Needed: Everyone to think about ethics

By · Tuesday, October 8th, 2013

Nurse Foofie has approved this message, adding that ethical thinking is good for the mind and benefits everyone.

For roughly the past 30 days, we have taken our own advice, which we wrote in our last blog post: It’s acceptable to have an unexpressed thought.

We have not posted to this blog since that entry.

During that time, we thought each day about what we might write. But, we also were well aware that there sure is a lot of information blogging around the universe.

So why start expressing now?

You can tell a lot about strangers just by the way they drive. And you can tell a lot about people by the way they handle situations involving ethics.
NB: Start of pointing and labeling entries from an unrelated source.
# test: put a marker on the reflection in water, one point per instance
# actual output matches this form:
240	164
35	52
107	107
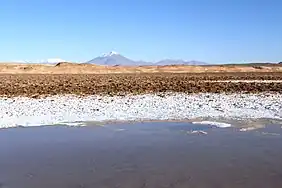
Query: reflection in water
140	155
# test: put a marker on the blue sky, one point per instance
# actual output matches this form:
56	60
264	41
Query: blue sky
214	31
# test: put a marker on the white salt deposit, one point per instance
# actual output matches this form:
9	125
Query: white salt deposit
21	111
217	124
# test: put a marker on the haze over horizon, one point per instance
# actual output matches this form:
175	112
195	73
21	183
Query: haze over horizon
212	31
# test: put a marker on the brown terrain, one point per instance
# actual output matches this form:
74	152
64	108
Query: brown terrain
66	78
73	68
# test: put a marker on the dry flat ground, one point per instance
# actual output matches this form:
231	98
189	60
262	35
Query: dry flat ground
72	68
35	85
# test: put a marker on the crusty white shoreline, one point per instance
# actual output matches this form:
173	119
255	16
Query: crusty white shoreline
22	111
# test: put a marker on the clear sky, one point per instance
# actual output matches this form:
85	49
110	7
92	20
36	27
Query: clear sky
214	31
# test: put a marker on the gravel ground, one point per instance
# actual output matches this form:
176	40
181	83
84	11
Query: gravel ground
23	111
120	84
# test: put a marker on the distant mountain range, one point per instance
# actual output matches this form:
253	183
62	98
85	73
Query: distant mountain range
115	59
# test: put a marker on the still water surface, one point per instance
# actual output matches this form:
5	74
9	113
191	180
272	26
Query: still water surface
141	155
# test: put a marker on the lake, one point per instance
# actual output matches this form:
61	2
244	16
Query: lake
140	155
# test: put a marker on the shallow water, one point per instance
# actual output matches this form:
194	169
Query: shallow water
140	155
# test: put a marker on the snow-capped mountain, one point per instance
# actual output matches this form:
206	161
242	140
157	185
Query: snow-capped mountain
114	59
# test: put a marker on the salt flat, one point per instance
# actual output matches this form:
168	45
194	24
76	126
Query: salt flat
60	109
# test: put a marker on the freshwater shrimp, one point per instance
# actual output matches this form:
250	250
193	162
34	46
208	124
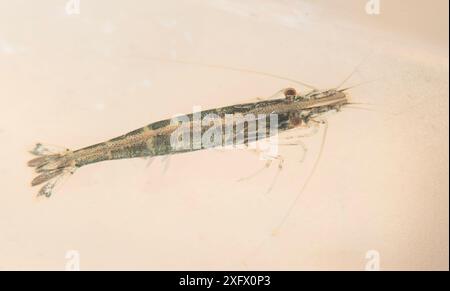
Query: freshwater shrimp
293	110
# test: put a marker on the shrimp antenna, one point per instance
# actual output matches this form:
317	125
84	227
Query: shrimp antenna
233	69
355	70
359	84
308	179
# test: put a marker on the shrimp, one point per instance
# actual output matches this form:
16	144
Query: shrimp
292	110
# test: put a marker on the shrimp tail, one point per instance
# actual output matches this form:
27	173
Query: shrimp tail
50	167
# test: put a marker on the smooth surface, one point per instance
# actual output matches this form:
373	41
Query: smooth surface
75	80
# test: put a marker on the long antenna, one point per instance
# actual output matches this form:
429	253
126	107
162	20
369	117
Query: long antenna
355	70
311	174
231	69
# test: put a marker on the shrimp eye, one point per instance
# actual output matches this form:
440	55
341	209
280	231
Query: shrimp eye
290	93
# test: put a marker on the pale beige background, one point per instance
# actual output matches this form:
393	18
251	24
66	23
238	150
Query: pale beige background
74	80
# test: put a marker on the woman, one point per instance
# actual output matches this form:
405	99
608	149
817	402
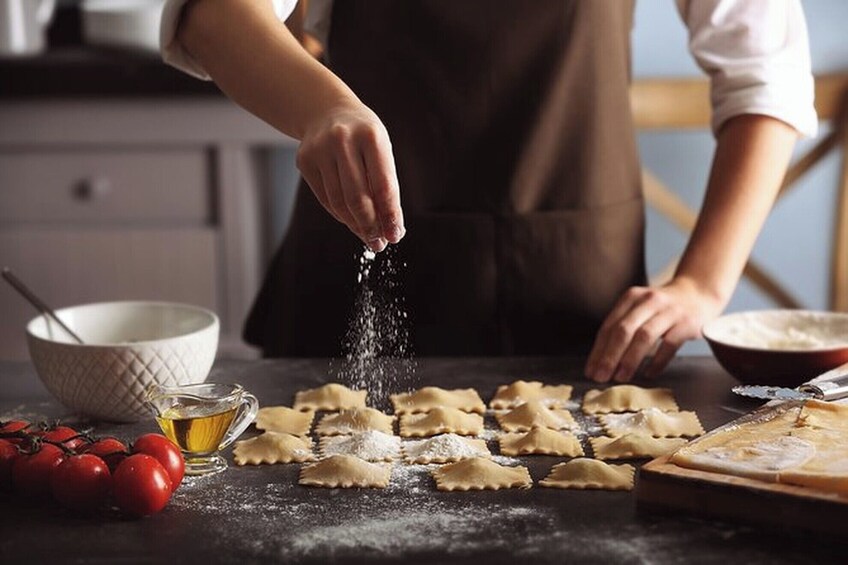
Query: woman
505	126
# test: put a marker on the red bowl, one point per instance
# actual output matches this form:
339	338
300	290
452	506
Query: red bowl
779	347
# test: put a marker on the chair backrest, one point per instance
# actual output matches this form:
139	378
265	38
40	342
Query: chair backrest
684	104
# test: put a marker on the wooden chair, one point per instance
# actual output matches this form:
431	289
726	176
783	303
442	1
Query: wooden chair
684	104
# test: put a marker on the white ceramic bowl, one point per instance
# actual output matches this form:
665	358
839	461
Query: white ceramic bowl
128	345
123	23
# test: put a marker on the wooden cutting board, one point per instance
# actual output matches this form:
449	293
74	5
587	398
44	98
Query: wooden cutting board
663	486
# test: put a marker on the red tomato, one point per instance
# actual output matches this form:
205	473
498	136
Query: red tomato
166	452
81	482
63	435
141	485
31	472
12	427
8	454
109	449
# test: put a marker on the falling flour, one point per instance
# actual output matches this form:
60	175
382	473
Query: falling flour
378	332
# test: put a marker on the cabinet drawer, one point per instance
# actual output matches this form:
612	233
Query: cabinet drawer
67	267
105	187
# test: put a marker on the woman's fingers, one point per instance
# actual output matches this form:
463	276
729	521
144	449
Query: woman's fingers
647	320
357	197
618	330
347	161
644	341
383	184
665	353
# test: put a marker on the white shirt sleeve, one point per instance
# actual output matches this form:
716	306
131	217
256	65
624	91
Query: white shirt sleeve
174	54
757	56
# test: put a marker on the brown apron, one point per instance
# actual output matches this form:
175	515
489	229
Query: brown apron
519	177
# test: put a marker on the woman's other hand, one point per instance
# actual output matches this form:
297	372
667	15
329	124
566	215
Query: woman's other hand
649	320
346	158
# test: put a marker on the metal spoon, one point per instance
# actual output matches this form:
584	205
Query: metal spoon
35	301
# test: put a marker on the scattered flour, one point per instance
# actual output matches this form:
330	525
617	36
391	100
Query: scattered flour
370	445
409	518
444	447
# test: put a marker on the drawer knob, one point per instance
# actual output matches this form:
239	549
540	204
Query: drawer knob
91	188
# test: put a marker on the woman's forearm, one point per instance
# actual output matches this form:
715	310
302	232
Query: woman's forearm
257	62
750	161
751	157
345	153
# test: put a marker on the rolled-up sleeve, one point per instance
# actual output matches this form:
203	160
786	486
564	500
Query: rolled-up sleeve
757	56
169	46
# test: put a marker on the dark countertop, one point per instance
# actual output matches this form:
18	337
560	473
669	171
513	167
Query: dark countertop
260	514
77	71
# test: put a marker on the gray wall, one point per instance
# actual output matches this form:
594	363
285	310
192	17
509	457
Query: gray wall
794	245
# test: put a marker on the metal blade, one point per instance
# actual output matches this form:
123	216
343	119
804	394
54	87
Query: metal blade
771	392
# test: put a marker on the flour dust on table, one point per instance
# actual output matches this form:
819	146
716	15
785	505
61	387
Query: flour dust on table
378	331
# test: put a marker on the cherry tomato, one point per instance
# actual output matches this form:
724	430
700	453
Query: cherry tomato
81	482
111	450
64	435
8	454
141	485
12	427
31	471
166	452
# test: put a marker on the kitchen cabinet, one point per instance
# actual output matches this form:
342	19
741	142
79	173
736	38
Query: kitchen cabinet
114	197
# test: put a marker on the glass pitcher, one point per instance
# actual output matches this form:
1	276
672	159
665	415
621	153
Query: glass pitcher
202	419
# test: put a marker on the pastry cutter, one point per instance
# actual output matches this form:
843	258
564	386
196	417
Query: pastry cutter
831	385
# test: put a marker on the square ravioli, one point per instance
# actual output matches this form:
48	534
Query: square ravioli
284	419
370	445
590	474
345	471
519	392
541	441
534	414
353	420
441	421
653	422
628	398
429	397
329	397
444	448
273	447
480	474
634	446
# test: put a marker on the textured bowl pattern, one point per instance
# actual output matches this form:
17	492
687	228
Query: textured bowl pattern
108	382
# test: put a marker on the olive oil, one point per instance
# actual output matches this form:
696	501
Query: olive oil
194	429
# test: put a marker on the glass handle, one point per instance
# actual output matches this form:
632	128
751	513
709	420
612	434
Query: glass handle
247	412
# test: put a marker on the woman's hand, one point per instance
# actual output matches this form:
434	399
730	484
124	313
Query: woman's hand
647	320
346	158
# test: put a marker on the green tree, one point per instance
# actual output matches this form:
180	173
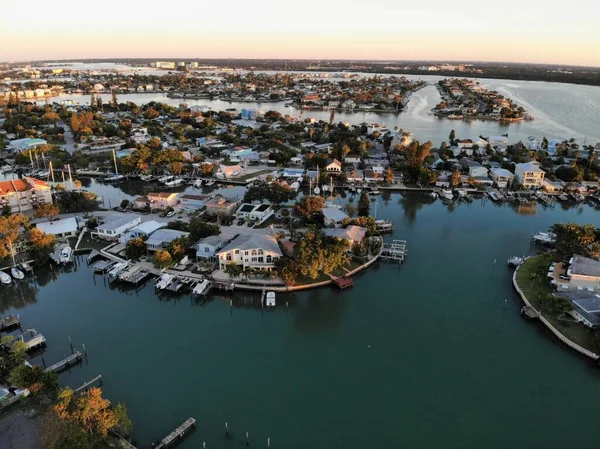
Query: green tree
364	205
162	259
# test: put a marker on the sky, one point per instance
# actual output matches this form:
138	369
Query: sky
453	30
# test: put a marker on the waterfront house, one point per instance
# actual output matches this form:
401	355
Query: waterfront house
163	200
115	225
192	203
333	217
334	167
529	175
23	195
220	205
352	234
207	247
502	178
585	272
251	251
144	230
162	238
255	212
66	227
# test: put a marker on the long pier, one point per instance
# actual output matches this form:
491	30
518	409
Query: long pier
176	434
65	363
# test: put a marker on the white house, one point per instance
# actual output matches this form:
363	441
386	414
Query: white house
334	167
161	238
501	177
66	227
207	247
251	251
529	175
333	216
255	212
142	230
585	272
116	225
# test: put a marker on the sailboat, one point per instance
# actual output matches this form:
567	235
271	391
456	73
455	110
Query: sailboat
116	177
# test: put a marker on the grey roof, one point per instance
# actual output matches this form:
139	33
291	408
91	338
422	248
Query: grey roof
334	214
253	241
164	236
585	266
213	240
114	222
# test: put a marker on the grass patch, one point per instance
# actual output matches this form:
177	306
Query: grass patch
537	288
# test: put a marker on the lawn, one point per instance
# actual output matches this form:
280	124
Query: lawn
539	287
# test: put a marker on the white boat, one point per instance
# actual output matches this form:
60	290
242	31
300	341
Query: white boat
117	270
5	278
447	194
16	273
200	288
174	182
65	254
270	299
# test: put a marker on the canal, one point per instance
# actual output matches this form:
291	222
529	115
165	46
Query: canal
419	356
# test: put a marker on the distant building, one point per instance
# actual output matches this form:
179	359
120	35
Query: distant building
25	194
529	175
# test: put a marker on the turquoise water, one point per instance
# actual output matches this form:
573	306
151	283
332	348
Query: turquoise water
426	355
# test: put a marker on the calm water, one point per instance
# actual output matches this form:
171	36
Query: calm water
415	357
561	111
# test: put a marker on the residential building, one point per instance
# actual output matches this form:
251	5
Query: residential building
529	175
207	247
25	144
24	194
334	167
251	251
255	212
163	200
333	217
192	202
66	227
352	234
585	272
162	238
144	229
220	205
115	225
501	177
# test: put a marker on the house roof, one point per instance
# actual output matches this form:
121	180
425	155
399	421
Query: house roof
116	221
334	214
58	226
585	266
253	241
164	236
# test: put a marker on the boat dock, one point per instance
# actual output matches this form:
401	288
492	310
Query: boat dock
9	321
395	251
177	434
65	363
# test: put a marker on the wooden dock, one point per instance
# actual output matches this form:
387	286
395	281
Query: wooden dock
177	434
9	321
65	363
395	251
89	383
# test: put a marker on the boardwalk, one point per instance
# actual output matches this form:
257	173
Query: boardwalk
176	434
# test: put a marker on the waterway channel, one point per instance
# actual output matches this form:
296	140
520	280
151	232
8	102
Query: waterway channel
420	356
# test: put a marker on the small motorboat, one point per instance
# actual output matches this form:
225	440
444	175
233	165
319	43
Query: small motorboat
5	278
270	299
16	273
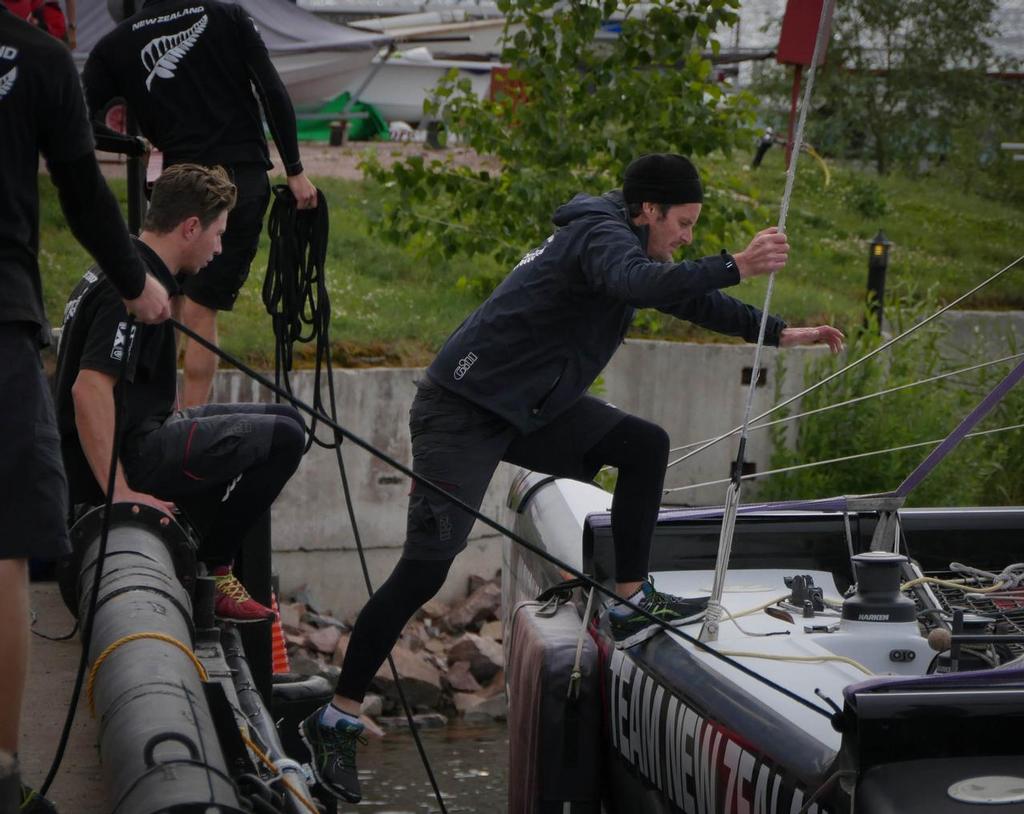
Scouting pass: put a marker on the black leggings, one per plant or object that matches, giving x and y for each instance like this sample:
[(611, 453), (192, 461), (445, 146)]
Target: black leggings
[(637, 447), (640, 451)]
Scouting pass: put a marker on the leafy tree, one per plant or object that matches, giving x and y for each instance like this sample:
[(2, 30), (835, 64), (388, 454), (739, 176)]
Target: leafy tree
[(983, 470), (903, 79), (576, 109)]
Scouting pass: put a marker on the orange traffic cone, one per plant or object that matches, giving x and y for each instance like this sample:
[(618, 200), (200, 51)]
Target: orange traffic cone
[(278, 639)]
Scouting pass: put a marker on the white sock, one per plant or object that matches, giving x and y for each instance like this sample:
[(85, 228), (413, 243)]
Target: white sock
[(332, 715)]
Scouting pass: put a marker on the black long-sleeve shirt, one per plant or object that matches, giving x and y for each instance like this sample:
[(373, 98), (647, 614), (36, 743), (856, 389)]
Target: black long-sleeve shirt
[(548, 330), (42, 111), (188, 72)]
Ethics was today’s topic in my editing class.

Can you guess how some of those drivers out there would answer these ethical questions?

Decisions about ethics should be made carefully and thoughtfully, with benefit of the wisdom of others and of past experiences. We learn from our own mistakes and our own small victories. We pass it along.

Or, do we? Picture the new newsroom model that’s been coming into view. Layoffs and let-gos of years – in some cases decades – of institutional knowledge. The unraveling of a system of checks and balances that traditionally put information through layers of fact-checking and editing. Elimination of time to think, to polish, to question, to proofread, to ask the all-important question, “What’s the story?” Or, even to ask, “Is this really news?”

Is anyone out there even available to discuss an ethical question, situation, dilemma that arises? Do content creators have a system for handling ethical issues?

Does anyone even care?

Based on the answers I heard in class today, yes. People do care. And they are the up-and-coming next generation of thinkers who will work as journalists in redesigned newsrooms, in reconfigured roles, and with reconstructed sets of tools and technology. No different in many ways from previous evolutions of journalists through the years. Except for one thing: fellow journalists.

As more newsrooms adopt the back-pack journalist model, the all-in-one content producer and the leaner one-person layer that gathers and publishes, someone had better keep careful watch over the ethics of it all. If these high-tech, fast-paced times lead to inattentiveness to right and wrong, a moral compass, and gut instinct, then we will all be living in a state of deep regret – if, that is, anyone remains who passed all of that along.